Now E. J. Dionne, a bright and delightful man, seems to be suffering from vertigo. He is stunned and saddened that the Clintons would criticize Barack Obama in the manner they are, based on distortions of the young Illinois senator’s record. Obama even sounds like a young Bill Clinton; to attack him the way they are is, well, so wrong and so unfair. Yet the Clintons do it anyway. What is a long-time liberal defender of the Clintons to make of all this?

Bill Greider of The Nation is another liberal who is unhappy with the Bill and Hillary Show (it’s worth noting that in the past, Greider was critical of Bill Clinton for not being liberal or bold enough). According to Greider:

The recent roughing-up of Barack Obama was in the trademark style of the Clinton years in the White House. High-minded and self-important on the surface, smarmily duplicitous underneath, meanwhile jabbing hard to the groin area. They are a slippery pair and come as a package. The nation is at fair risk of getting them back in the White House for four more years. The thought makes me queasy… Mr. Bill punches Obama in the kidney and from the rear. When Obama whirls around to strike back, there stands Mrs. Clinton, looking like a prim Sunday School teacher and citing goody-goody lessons she learned from her 135 years in government… The style is very familiar to official Washington, not just among the Clintons’ partisan adversaries, but among their supporters. The man lied to his friends. All the time. They got used to it. They came expect it… We are sure to see more of Mr. Bill’s intrusions because the former president is pathological about preserving his own place in the spotlight. He can’t stand it when he is not the story and, one way or another, he will make himself the story. I used to be sympathetic toward Mrs. Clinton on this point. No longer. She is using her egocentric husband to do the low-road hits for her campaign. He is good at it–a real charmer if you’ve never seen his act before. Or is Mrs. Clinton’s husband using her? People can ask that question without disturbing the principles of feminism. Evidently, many of the mainstream party faithful want the Clinton team as their presidential nominee. It’s their choice, of course. But does the rest of the country really deserve this?

No, it doesn’t.
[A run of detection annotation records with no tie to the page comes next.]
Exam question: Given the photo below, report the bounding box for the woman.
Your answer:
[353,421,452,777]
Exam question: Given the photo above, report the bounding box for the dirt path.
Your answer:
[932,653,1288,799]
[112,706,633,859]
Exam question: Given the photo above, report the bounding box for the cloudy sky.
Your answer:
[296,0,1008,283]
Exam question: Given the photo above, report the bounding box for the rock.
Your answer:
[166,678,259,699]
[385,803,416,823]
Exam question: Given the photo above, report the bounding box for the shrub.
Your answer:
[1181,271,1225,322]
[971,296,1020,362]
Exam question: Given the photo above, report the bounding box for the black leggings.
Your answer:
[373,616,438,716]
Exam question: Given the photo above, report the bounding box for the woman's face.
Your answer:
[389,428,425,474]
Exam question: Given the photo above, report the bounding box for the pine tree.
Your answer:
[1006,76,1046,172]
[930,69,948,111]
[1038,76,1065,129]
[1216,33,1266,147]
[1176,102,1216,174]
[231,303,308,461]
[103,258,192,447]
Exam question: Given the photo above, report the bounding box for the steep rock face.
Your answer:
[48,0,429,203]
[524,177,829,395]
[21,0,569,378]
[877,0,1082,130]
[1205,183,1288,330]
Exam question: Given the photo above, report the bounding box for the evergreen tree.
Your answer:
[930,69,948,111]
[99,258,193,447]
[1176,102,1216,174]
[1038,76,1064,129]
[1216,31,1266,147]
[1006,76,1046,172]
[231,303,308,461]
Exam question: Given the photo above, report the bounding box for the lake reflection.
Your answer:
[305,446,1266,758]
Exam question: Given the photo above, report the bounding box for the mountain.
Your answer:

The problem is that those who defended Bill Clinton over the years, as he practiced his brand of ruthless politics to his heart’s content and to the delight of his supporters, are now in such a bad position to complain.

Perhaps a few of the “Clinton haters” are owed an apology.

  – Peter Wehner, former deputy assistant to the president, is a senior fellow at the Ethics and Public Policy Center.